“These vulnerabilities are the most serious Bluetooth vulnerabilities identified to date,” Armis said on September 12. “Previously identified flaws found in Bluetooth were primarily at the protocol level. These new vulnerabilities are at the implementation level, bypassing the various authentication mechanisms, and enabling a complete takeover of the target device.”
The problem starts with the complexity of Bluetooth itself. The specification stretches across 2,822 pages, which is massive compared to the base Wi-Fi specification (802.11), which consists of only 450 pages. Because of its complexity, Bluetooth does not receive the same scrutinized audits as other less-complicated protocols. That means vulnerabilities get buried as Bluetooth evolves.
Many issues prior to Bluetooth v2.1 were resolved with the introduction of Secure Simple Pairing, thus the security community shifted its attention away from Bluetooth.

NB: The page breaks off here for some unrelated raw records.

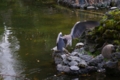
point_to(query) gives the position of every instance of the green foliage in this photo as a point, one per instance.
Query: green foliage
(109, 29)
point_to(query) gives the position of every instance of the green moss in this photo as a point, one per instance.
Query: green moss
(109, 28)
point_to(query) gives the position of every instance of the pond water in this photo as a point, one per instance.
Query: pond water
(28, 31)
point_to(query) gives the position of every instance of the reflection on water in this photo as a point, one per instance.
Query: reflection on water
(10, 68)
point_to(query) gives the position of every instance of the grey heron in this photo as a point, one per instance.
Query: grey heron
(76, 32)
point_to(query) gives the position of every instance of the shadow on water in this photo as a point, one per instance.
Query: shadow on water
(29, 32)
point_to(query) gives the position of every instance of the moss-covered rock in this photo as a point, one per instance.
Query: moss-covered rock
(108, 31)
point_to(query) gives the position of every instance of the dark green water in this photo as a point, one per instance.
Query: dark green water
(28, 31)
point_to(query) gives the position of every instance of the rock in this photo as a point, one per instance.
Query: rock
(112, 8)
(90, 7)
(73, 63)
(63, 68)
(75, 68)
(82, 63)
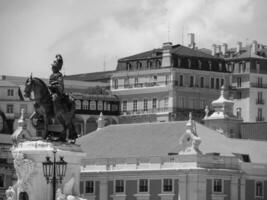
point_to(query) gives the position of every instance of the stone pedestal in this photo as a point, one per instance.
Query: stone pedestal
(28, 161)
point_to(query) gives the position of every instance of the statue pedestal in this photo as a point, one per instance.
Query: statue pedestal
(28, 161)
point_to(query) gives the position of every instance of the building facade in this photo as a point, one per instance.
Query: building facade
(169, 82)
(189, 161)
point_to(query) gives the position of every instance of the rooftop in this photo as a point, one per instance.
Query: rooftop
(159, 139)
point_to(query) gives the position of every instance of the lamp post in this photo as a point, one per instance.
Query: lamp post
(54, 171)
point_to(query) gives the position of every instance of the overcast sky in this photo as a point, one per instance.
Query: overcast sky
(90, 33)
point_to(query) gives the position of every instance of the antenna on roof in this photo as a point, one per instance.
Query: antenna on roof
(104, 64)
(183, 35)
(168, 31)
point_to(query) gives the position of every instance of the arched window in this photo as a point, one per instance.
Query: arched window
(100, 105)
(85, 105)
(92, 105)
(77, 104)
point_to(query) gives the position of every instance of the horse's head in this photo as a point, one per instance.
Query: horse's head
(28, 87)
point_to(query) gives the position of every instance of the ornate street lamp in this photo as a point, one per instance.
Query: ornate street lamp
(54, 171)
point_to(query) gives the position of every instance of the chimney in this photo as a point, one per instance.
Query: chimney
(238, 47)
(166, 55)
(191, 41)
(254, 47)
(213, 49)
(100, 121)
(224, 48)
(219, 49)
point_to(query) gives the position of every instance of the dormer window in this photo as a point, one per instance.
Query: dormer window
(210, 65)
(199, 64)
(220, 66)
(189, 63)
(10, 92)
(179, 62)
(129, 66)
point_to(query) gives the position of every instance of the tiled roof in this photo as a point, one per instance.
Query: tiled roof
(95, 76)
(159, 139)
(5, 83)
(5, 139)
(176, 49)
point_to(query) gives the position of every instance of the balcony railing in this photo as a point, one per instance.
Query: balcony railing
(260, 101)
(259, 119)
(148, 111)
(258, 85)
(142, 85)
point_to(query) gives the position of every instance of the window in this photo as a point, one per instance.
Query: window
(154, 103)
(259, 117)
(24, 107)
(136, 82)
(259, 188)
(191, 81)
(217, 83)
(77, 104)
(126, 83)
(202, 82)
(85, 105)
(167, 79)
(9, 108)
(238, 95)
(181, 80)
(124, 106)
(239, 81)
(189, 63)
(89, 187)
(259, 100)
(115, 83)
(258, 67)
(222, 82)
(217, 185)
(143, 185)
(10, 92)
(134, 105)
(167, 185)
(260, 82)
(81, 187)
(212, 83)
(2, 180)
(145, 104)
(119, 186)
(107, 106)
(92, 105)
(100, 105)
(166, 102)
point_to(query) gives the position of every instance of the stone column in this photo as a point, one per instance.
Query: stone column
(103, 189)
(234, 188)
(242, 188)
(182, 184)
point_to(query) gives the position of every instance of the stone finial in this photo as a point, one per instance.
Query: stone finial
(100, 121)
(206, 112)
(222, 91)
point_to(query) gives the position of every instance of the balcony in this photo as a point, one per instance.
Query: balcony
(260, 102)
(142, 85)
(148, 111)
(259, 119)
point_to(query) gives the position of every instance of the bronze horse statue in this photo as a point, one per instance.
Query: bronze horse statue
(61, 111)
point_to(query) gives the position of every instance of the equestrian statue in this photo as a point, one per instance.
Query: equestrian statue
(54, 110)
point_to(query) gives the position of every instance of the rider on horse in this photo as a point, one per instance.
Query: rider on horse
(56, 80)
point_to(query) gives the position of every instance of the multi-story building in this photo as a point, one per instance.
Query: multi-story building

But a thorough inspection still needed to be performed and Armis says that its discovery of eight vulnerabilities in a recent analysis of Bluetooth could very well be “the tip of the iceberg.”
Overall, the BlueBorne set of vulnerabilities can enable a hacker to take control of a device, access its content, and use it to infect other Bluetooth-enabled devices with malware. Outside the actual vulnerabilities, the root of the issue stems from keeping Bluetooth turned on. A device will listen for Bluetooth traffic even if it is not set to discoverable mode, so all a hacker needs to know is its Bluetooth device address (BDADDR), and its MAC address.
But how do you get this information? By using open-source hardware sold online that can sniff out encrypted Bluetooth connections passing through the air. These packets of information contain plain text data pointing to the Bluetooth device address. Hackers can then use that address to send unicast traffic if they are within physical proximity of the target device: 33 feet for mobile phones and headsets, and 328 feet for laptops and desktops.
“If the device generates no Bluetooth traffic, and is only listening, it is still possible to ‘guess’ the BDADDR, by sniffing its Wi-Fi traffic,” the firm explains. “This is viable since Wi-Fi MAC addresses appear unencrypted over the air, and due to the MACs of internal Bluetooth/Wi-Fi adapters are either the same, or only differ in the last digit.”
But according to Mike Weber of cyber risk management service provider Coalfire, there is no need to panic. There are no known instances of hackers taking advantage of the vulnerabilities. Even more, creating malware to possibly attack a multitude of devices spanning Windows, iOS, and Linux in a single sweep would be extremely difficult. The discovery of the vulnerabilities only points to possibilities, not an actual attack in the wild.
“If you are on a device that is no longer supported, cannot be updated, or has not yet received a patch from a vendor, it is recommended to keep Bluetooth on the device turned off except when necessary,” Weber suggests.
Microsoft produced a patch for Windows on September 12, 2017. Apple nuked the vulnerabilities on its products with the release of iOS 10, but all devices running iOS 9.3.5 and older are still vulnerable. Google patched the issues on Android 6.0 (Marshmallow) and Android 7.0 (Nougat) on August 7, 2017, but if you’re still worried about BlueBorne, Armis Security provides an app on the Google Play Store.
Updated: Now reflects new information provided by Coalfire.